L’utilisation de ces estimations aboutit au tableau 2. Pour l’Espagne par exemple, le solde des agents privés s’est accru de 191 milliards d’euros, en passant de – 102 milliards en 2006 à +88 milliards en 2009. Le déficit s’est évanoui parce que les agents économiques ont violemment réduit leurs dépenses et se sont vigoureusement désendettés. Le déficit budgétaire considérable sert à amortir ce choc de demande, puisque (voir Tableau 3) pour ce même pays il augmente de 137 milliards. Il en est de même dans tous les pays de l’Eurozone. Pour les 4 pays cités plus haut (Espagne, Grèce, Irlande et Portugal), le solde privé augmente de 267 milliards tandis que le solde public se creuse de 193 milliards d’euros.

Notons que l’Allemagne et l’Autriche font face, contrairement aux autres, à une dégradation du solde privé assez importante (- 67 milliards), ce qui peut s’expliquer par le fait qu’ils étaient auparavant excédentaires et que les causes de ces excédents (les déficits des autres) se sont résorbés. Ces deux pays ont tout de même creusé comme les autres, leur déficit (- 66 milliards), ce qui signifie qu’ils contribuent doublement au rééquilibrage de la zone euro après le choc de la crise.
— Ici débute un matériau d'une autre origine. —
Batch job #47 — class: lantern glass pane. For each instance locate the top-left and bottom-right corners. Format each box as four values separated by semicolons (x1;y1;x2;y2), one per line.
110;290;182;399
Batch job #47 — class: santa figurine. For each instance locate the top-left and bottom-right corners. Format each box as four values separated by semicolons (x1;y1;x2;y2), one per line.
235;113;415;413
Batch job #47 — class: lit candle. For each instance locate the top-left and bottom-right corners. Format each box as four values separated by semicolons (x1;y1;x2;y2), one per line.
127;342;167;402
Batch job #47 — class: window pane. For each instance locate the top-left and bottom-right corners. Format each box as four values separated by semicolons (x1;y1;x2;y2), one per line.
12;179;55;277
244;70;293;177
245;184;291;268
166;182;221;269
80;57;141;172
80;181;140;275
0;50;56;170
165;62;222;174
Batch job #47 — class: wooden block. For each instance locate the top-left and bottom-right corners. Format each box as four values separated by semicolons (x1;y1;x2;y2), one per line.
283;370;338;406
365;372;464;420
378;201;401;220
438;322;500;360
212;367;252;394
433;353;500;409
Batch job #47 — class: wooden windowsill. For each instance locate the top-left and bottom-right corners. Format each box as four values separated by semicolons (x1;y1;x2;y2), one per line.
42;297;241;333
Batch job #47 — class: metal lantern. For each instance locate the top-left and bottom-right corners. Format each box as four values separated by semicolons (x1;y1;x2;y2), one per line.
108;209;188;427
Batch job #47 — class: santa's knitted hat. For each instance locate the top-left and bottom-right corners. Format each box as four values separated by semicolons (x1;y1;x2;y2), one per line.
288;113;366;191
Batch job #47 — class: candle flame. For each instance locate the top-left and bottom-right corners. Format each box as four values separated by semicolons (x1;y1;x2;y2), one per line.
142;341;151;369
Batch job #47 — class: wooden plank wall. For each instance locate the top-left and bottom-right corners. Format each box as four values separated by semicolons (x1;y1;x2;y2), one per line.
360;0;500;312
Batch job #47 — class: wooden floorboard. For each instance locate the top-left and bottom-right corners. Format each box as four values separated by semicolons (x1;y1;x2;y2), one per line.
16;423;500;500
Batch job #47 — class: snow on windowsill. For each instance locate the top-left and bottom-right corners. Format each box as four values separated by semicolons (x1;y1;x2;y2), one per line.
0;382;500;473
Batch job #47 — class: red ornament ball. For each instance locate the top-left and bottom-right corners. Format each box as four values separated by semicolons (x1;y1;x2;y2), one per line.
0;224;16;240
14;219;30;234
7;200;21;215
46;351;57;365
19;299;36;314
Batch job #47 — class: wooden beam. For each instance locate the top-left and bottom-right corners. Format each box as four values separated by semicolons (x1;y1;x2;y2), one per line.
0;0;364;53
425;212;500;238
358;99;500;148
Tableau 3 : Soldes publics 2006-2009

Pays

Solde 06

Solde 09

Différence

Espagne

19844

-117529

-137 373

Grèce

-6551

-30162

-23 611

Irlande

4882

-20 526

-25 408

Portugal

-6127

-13 088

-6 961

Finlande

6462

-4112

-10 574

France

-41883

-153 531

-111 648

Belgique

592

-19 928

-20 520

Autriche

-4477

-11 629

-7 152

Italie

-49475

-80606

-31 131

Pays-Bas

2792

-19 360

-22 152

Allemagne

-38100

-81 845

-43 745

Pour l’ensemble de l’Eurozone les soldes privés augmentent de 372 milliards tandis que les soldes publics se creusent de 440 milliards, soit une surcompensation. Notons que la France, avec un solde privé qui augmente de 126 milliards et un déficit qui se creuse de 112 milliards, compense en grande partie le choc de la crise, ce qui explique son plongeon de PIB moins important, et d’autre part indique qu’elle a contribué notablement au rééquilibrage commun.

En conclusion, les déficits publics compensent le choc de demande que constate l’Allemagne, et sa demande de résorber les déficits revient soit à diminuer la demande qui s’adresse à elle, soit à reconstituer cette demande par l’endettement comme antérieurement.



(1) Tous nos chiffres ont, sauf mention contraire, pour origine Eurostat. Les excédents des entreprises, qu’Eurostat ne fournit pas, sont calculés en soustrayant de l’excédent global celui des administrations et celui des ménages.